Constrained Learning for Wireless Systems
Introduction
This post introduces some work done in collaboration with Mark Eisen about solving optimization problems of the form
$$min_\theta \text{ } E_h[l(h, f_\theta(h))] \ s.t. E_h[g(h, f_\theta(h))] \leq 0$$
where \( l \) is a smooth loss function, and \(g\) is a smooth constraint function. In particular, this optimization has to be done where \(l\) and \(g\) may be unknown or hard to measure. This is the case for wireless power allocation. One goal is to maximize throughput while under power constraints. The throughput is affected by the environment (how the waves bounce around, other wireless interference, etc.) which can be changing over time. The characterstics of the environment can be measured, but not so easily, and it can change quite fast. Thus, Reinforcement Learning (RL) seems to be a good candidate solution. However, most Reinforcement learning algorithms do not optimize with constraints in mind. This work will extend common methods into constrained versions. Our paper is available here.
Background
I am not an expert in wireless technology. So for a more complete picture, I will point you to examples in our paper that my coauthor has written. A brief summary will be that wireless transceivers have a variety of channels (frequency allocations) on which it can choose to communicate on. The channels are effected by \(h\), the fading. Generally, sending a more powerful signal will allow the message to be recieved with greater probability, though other transmitters might interfere as well. The goal is to allocate power to multiple transmitters across channels to maximize throughput while obeying a power constraint.
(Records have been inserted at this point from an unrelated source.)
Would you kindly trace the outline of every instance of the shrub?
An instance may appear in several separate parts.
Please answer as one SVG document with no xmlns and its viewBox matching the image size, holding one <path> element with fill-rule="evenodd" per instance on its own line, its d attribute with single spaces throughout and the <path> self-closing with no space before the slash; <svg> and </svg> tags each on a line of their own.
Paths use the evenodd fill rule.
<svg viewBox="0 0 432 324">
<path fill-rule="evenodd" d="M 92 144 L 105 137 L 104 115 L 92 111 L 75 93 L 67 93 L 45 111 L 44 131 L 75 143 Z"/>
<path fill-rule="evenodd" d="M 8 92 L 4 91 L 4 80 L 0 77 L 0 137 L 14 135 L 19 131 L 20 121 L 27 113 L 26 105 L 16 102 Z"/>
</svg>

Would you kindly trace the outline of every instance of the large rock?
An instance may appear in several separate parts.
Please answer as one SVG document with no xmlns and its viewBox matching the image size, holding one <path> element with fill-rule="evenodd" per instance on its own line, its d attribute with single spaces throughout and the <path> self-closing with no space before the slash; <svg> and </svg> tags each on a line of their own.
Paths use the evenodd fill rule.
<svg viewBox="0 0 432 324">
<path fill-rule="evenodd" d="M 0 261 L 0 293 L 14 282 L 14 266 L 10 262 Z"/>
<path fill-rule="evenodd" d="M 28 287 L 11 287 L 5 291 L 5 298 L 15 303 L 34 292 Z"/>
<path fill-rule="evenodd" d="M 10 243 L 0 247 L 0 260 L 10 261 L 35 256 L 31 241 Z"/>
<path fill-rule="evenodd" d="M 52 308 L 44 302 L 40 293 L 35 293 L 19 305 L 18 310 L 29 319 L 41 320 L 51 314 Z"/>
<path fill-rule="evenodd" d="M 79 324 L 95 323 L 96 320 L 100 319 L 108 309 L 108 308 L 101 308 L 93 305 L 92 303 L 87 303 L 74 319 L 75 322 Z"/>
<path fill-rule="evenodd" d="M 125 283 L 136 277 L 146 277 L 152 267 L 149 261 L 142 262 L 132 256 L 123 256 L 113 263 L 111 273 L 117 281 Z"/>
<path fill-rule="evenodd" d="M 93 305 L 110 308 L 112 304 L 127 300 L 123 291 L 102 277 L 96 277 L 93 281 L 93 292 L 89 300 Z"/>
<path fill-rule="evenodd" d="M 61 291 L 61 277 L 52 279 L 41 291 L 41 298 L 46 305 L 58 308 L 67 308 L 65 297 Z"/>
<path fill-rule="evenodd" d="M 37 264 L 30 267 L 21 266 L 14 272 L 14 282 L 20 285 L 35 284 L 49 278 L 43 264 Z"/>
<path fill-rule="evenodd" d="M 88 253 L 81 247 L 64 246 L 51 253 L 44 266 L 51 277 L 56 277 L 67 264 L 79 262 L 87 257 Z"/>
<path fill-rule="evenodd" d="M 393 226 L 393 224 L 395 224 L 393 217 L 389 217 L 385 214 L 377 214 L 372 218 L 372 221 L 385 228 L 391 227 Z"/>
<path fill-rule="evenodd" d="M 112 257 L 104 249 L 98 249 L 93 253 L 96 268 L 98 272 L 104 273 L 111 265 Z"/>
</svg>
Reinforcement learning is a technique to solve Markov Decision Processes (MDP) when some part of the MDP is unknown. There are many great resources for an intro into reinforcement learning such as this book. I will abstain from adding one more slightly worse introduction.
Method
We use policy gradient methods from Reinforcement Learning to find a good policy for wireless allocation. The policy is stochastic, and takes a measurement of the fading environment as input. The output is a distribution over power allocations, represented by the parameters of a truncated Gaussian.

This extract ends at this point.